SHRIMP-II - The Sensitive High Resolution Ion Micro Probe II is a high precision Secondary Ion Mass Spectrometer (SIMS).
Ion microprobes make in situ isotopic and chemical 'surface' analysis of solid targets by bombarding the sample with an ion beam with a diameter of several microns typically employing Kohler focussing. The high mass resolution of SHRIMP is achieved by the use of double-focussing mass spectrometer (simultaneous energy and mass refocussing) with a very large turning radius of Magnet and Electrostatic Analyser.
The operating principle of SHRIMP is quite simple. A high-energy (10kV) beam of ions (O-) is focussed onto a small area (<30 µm diameter) on the surface of the target. The ion bombardment erodes (sputters) atoms and molecules from the target, some of which are themselves ionised. These secondary ions are gathered using electrostatic lenses and transfered to a mass spectrometer, by which they are separated according to their relative masses. A limiting factor in the accuracy of all ion probe analyses is the mass spectrometer's ability to distinguish between (resolve) secondary ions of atoms and molecules that are extremely similar in mass (isobars).
In the secondary ion spectra of complex compounds, isobars with fractional mass differences of <3 x 10-4 are common. The high mass resolution of SHRIMP is achieved by the use of double-focussing mass spectrometer (simultaneous energy and mass refocussing) with a very large turning radius (magnet radius 1 m, electrostatic analyser radius 1.27 m) The resulting instrument has a beam line over 7 m long and weighs more than 12 tonnes.
The SHRIMP II ion microprobe is the highest precision instrument in the broad category of Secondary Ion Mass Spectrometers (SIMS). The SHRIMP-II existing in our Center is the first mass-spectrometer of SHRIMPs with a multi-collector instrument. So it has a better precision and productivity of measurements.
SHRIMP has many applications. The general is the uranium-lead zircon dating. The other applications are:
uranium-lead zircon dating on monazites
locale analyze of stable isotopes (O, S, N) in minerals
locale elemental rare-earth analyze in minerals
Scientific tasks resolving with SHRIMP-II:
Investigation of nucleo-synthesis in stars
Definition of geochronological margins of Palaeozoic
Dating of the Earth's crust
Detection of amount of trace elements in inclusions in Diamonds
Investigation of isotopic rations of Ti in meteorites
Science of materials
Physics of solid state
Ion microprobe analysis of zircon is now a routine technique.
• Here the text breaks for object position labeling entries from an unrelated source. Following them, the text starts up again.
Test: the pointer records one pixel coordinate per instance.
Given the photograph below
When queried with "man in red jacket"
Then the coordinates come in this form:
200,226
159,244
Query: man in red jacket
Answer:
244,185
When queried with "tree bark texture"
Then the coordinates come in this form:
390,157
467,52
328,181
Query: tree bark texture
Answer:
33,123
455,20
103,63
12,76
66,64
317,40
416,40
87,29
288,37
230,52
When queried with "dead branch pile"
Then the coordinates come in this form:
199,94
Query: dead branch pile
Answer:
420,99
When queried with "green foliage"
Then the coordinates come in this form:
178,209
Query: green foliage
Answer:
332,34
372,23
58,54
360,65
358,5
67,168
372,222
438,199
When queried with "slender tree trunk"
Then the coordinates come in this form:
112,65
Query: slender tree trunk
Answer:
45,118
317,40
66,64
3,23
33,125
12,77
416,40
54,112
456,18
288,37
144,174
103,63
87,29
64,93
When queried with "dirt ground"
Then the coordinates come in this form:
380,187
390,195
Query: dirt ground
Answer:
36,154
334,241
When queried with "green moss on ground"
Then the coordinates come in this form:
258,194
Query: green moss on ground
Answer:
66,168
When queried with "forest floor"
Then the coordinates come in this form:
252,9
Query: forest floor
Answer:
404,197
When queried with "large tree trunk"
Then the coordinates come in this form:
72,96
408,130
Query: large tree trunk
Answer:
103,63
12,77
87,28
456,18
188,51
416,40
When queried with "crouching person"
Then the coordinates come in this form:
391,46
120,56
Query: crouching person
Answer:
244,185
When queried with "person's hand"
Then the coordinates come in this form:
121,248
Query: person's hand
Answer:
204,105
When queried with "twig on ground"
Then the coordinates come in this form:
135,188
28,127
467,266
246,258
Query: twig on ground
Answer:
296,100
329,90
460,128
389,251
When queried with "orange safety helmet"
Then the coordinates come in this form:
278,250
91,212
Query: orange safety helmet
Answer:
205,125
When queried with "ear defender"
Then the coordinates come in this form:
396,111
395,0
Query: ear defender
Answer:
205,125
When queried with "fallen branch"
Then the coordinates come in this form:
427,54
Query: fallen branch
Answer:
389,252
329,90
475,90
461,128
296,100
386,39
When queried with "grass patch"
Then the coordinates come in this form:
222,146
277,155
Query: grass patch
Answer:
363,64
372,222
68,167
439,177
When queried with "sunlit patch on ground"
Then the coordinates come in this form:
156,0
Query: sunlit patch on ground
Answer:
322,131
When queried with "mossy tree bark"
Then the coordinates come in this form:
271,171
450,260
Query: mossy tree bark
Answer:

Combined with optical and electron imaging techniques, especially cathodoluminescence, it allows the assessment of age heterogeneity or difference between age of core and overgross.
Examples of Ahrens-Wetherill concordia plots for various types of zircons:
Example of plot for local elemental rare-earth analysis in zircons:
Example of Tera-Wasserburg plot (observed, uncorrected for common lead) for young zircons:
Requirements for the sample preparation for SRHIMP-II
Samples for ion microprobe SHRIMP-II are embedded in mounts (polished blocks). You can send us samples (zircons, other minerals, or glass, ceramics, semiconductors and etc.) and we will prepare them for the analisis. Otrhervise you can prepare specimens by yourselves. The mount must satisfy the following requirements:
Standard mount has a cylindrical shape 25.4 mm (1 inch) in diameter and 5-6 mm as thick. It is shown in the figure bellow.
As a rule, sample is manufactured from the epoxy resin: practice shows that the resins Epofix and Specifix are optimal, since they do not contain the admixtures, which may distort a result. Grains of substance to be analyzed (minerals, glass, ceramics, semiconductors and etc.) are mounted in resin and then they are ground and polished in order to expose their internal parts. Grain size must not be less than 2 - 2,5 diameters of primary beam (most frequently used size of the spot is 15 microns). So grain size must be larger than 30 microns. Grains of the analyzed substance must be located not nearer than 4 mm from the edge of mount. The surface, which contains the analyzed material, must be perfectly flat and smooth; scratches and cavities disrupt the process of the emission of secondary ions. Final polishing is carried out by diamond abrasive 1 or 1/4 micron.
The arrangement of analyzed grains is documented in reflected light on several scales: in the small (magnification x20-x40) for convenience of navigation over a mount and the large (magnification x200-x300) for the selection of a certain analytical spot. Transmitted light observation and cathode-luminescence are also necessary.
The frontal and rear planes of mount must be parallel. After cleaning of the surface of mount it is coated by 150 angstroms layer of gold (99,999%).